Here is an interesting article i read online about Gebre
She has come a long way in the last 2 years
http://rinkandrun.areavoices.com/2009/06/17/running-in-america/
Wednesday’s News Tribune features an entrant in Saturday’s Garry Bjorklund Half-Marathon, who is adjusting to life in the United States, seeking political asylum after leaving Ethiopia:
Riding a bus for 24 hours to a race. Training in three-year-old running shoes.Competing on an empty stomach.
That’s been the life of Belianesh Gebre, who came to the United States from Addis Ababa, Ethiopia, in 2006 and gained political asylum to build a career as a professional athlete. She’s 21 and just now is seeing some encouraging signs.
“Belianesh has a story that should be told, because you cannot believe all that she has been through,” says Haddis Tafari, a native of Ethiopia, who has lived in of Washington, D.C., for 18 years and met Gebre two years ago. “It is terribly difficult to make a life in a new country, especially at her age and under her circumstances.”
Gebre now lives and trains at altitude in Flagstaff, Ariz., along with countryman Ezkyas Sisay, 20, and both are among the favorites in Saturday’s 19th Garry Bjorklund Half-Marathon.
Her life, in just one year, from 2008 to 2009, has gone from night to day.
The wrong race
A trip to Duluth a year ago epitomized how things were going for Gebre, a star junior cross country and track runner at home, who traveled to America because of political differences in Ethiopia.

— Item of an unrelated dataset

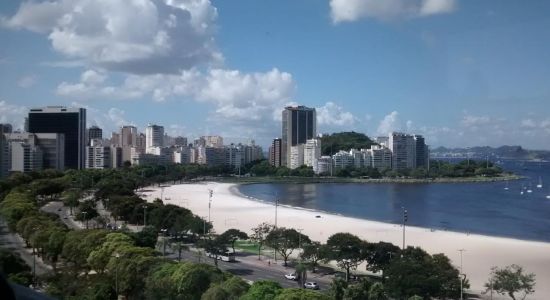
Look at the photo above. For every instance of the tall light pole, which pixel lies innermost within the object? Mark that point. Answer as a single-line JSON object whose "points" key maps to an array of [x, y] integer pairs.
{"points": [[405, 218], [210, 192], [116, 274], [461, 273], [300, 239], [144, 216]]}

She entered the 2008 Garry Bjorklund Half-Marathon, but on race day, got in the elite runner van for Grandma’s Marathon, which has a separate starting line and an hour-later start time.

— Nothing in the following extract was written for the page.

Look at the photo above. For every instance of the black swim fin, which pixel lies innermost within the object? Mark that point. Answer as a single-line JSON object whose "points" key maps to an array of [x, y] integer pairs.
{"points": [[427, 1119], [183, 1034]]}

By the time the mistake was realized, and race organizers attempted to get her to the right spot farther down North Shore Drive, it was too late. The half-marathon had started and Gebre said she sat on the side of the road crying uncontrollably, until seeing wheelchair athletes from the marathon speed by.

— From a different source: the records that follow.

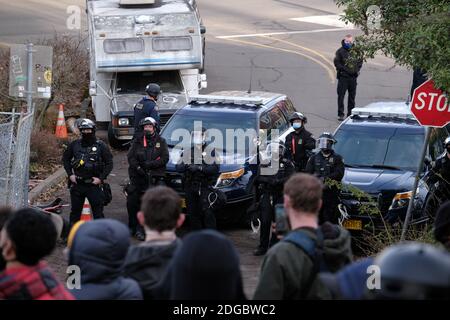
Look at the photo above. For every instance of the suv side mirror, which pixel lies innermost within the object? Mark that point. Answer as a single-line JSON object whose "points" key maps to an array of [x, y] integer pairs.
{"points": [[92, 88], [427, 162]]}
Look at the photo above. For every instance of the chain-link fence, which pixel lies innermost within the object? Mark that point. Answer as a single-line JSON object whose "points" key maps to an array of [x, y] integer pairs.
{"points": [[15, 133]]}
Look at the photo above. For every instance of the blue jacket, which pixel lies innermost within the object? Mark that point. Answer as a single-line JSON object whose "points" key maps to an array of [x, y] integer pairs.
{"points": [[144, 108], [99, 250]]}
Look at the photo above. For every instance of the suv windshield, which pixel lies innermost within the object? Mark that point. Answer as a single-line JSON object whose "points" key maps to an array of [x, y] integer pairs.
{"points": [[219, 121], [135, 82], [382, 148]]}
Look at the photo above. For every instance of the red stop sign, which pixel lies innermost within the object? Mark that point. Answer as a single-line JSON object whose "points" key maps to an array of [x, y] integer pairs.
{"points": [[430, 106]]}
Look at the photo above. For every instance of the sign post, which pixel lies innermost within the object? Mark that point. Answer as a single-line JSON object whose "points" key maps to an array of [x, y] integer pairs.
{"points": [[431, 108]]}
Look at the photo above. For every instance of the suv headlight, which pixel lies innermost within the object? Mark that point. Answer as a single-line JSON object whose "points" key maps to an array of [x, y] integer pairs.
{"points": [[227, 178], [124, 122], [402, 199]]}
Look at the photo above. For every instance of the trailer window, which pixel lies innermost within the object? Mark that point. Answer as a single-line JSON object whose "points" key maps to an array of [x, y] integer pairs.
{"points": [[172, 43], [135, 82], [123, 45]]}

“I started to think ‘Why am I crying?’ Look at these guys, they are showing the human spirit. They are not letting anything stop them. I should not feel sorry for myself,” Gebre told the News Tribune with interpreting help from Tafari, an accountant.
Gebre said she cheered the wheelchair racers and had her spirits lifted when race officials reimbursed part of her $750 travel expenses, as agreed on, even though she didn’t compete.
What remained critical last summer, however, was the need for prize money to pay for daily necessities like apartment rent and food. She took a 24-hour bus ride to Arkansas in July for a five-kilometer race, and ran on an empty stomach and finished out of the money. Later in July she was in California for a six-mile race, finishing fifth and only the top three earned checks.
“Some of Belianesh’s Ethiopian friends held a fundraiser for her, and Ezkyas, and [the runners] took time to rest and not race. Many of their problems came from financial stress,” said Tafari.
Turning around
After a break, Gebre returned to racing last August and her luck changed – third place in a half-marathon in San Diego and a victory in a five-kilometer race in Boise, Idaho. In October there were half-marathon wins in Maryland and California, improving her personal best time for 13.1 miles to 1 hour, 13 minutes and 11 seconds, and a 5K course-record win in California.
She looks back at her misstep last June in Duluth as one turning point.
“I told myself, ‘I must not let anything, like making a mistake, stop me,’ ” she said.
And 2009 has been better.
In 10 races this year, Gebre has six victories, two course records and $11,000 in prize money. Her wins have come in Florida, Iowa, Texas (two), Missouri and Colorado, including Sunday’s Garden of the Gods 10-Mile Run in 58:49 in Manitou Springs, Colo., where Sisay was third overall.
Gebre and Sisay still have no coach or sponsors to offset travel and equipment expenses, yet Tafari says there’s been quite a quality-of-life improvement. Gebre says she would like to become an American citizen and ultimately represent the U.S. in a Summer Olympics.
“Belianesh’s life here has been getting on a bus, packing her own lunch, not having the best nutrition and burning herself out,” said Tafari. “She’s come back from adversity, but she still does the same thing in a race, she runs as fast as she can.”